Even under the Nagaland board, Scheduled Caste students outperformed general category students, while Scheduled Tribe students matched general-category performance under the Goa board.  As the reservation debate resurfaces periodically, these board exam trends may serve as a quiet but powerful counter to those who still view affirmative action as an obstacle to excellence.



Congress’ Big Days, Bigger Loose Cannons



Just when the Congress was trying to project unity and renewed purpose on its foundation day, veteran leader Digvijaya Singh ensured the spotlight shifted elsewhere. Instead of the party’s legacy, message and future road map dominating headlines, it was Singh’s controversial remarks that ended up stealing the show. The timing could not have been worse. The foundation day event was punctured handing political rivals easy ammunition.

For the Congress, this was an all-too-familiar script. Not long ago, Shashi Tharoor’s public remarks had similarly unsettled the party. No disciplinary action followed—only hurried clarifications and a collective attempt to move on.

The pattern is revealing. Senior leaders speak out of turn, headlines are generated, and the party is left red-faced. Yet consequences remain elusive. The high command appears reluctant to act against heavyweight figures, wary of provoking internal backlash or feeding a narrative of intolerance.
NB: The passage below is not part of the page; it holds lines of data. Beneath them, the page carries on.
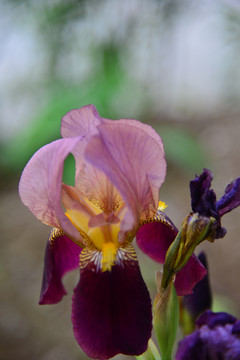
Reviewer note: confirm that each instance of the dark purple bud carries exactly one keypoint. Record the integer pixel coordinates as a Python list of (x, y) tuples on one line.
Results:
[(203, 199), (201, 298), (230, 199)]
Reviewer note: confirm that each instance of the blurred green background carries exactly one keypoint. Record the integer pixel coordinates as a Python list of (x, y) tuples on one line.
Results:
[(172, 64)]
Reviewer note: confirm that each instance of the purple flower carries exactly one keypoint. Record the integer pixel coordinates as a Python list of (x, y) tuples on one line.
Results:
[(201, 298), (217, 337), (204, 200), (120, 166)]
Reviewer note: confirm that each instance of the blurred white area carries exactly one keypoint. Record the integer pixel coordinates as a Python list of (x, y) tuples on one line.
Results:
[(179, 52)]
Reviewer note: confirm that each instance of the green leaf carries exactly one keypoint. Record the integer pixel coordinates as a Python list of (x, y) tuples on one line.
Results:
[(166, 318)]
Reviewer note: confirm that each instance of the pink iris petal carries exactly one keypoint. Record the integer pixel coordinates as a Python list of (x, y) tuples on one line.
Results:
[(134, 162), (41, 181), (61, 256), (189, 276), (112, 310), (89, 180), (154, 240)]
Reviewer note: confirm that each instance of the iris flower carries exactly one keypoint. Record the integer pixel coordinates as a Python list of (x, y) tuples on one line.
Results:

The result is a recurring problem for the Congress: moments meant to build momentum are repeatedly overshadowed by self-inflicted controversies. Digvijaya Singh may escape formal action, just as Tharoor did earlier, but the damage is already done. On a day meant to celebrate the party’s foundation, Congress once again found itself explaining itself—rather than setting the agenda.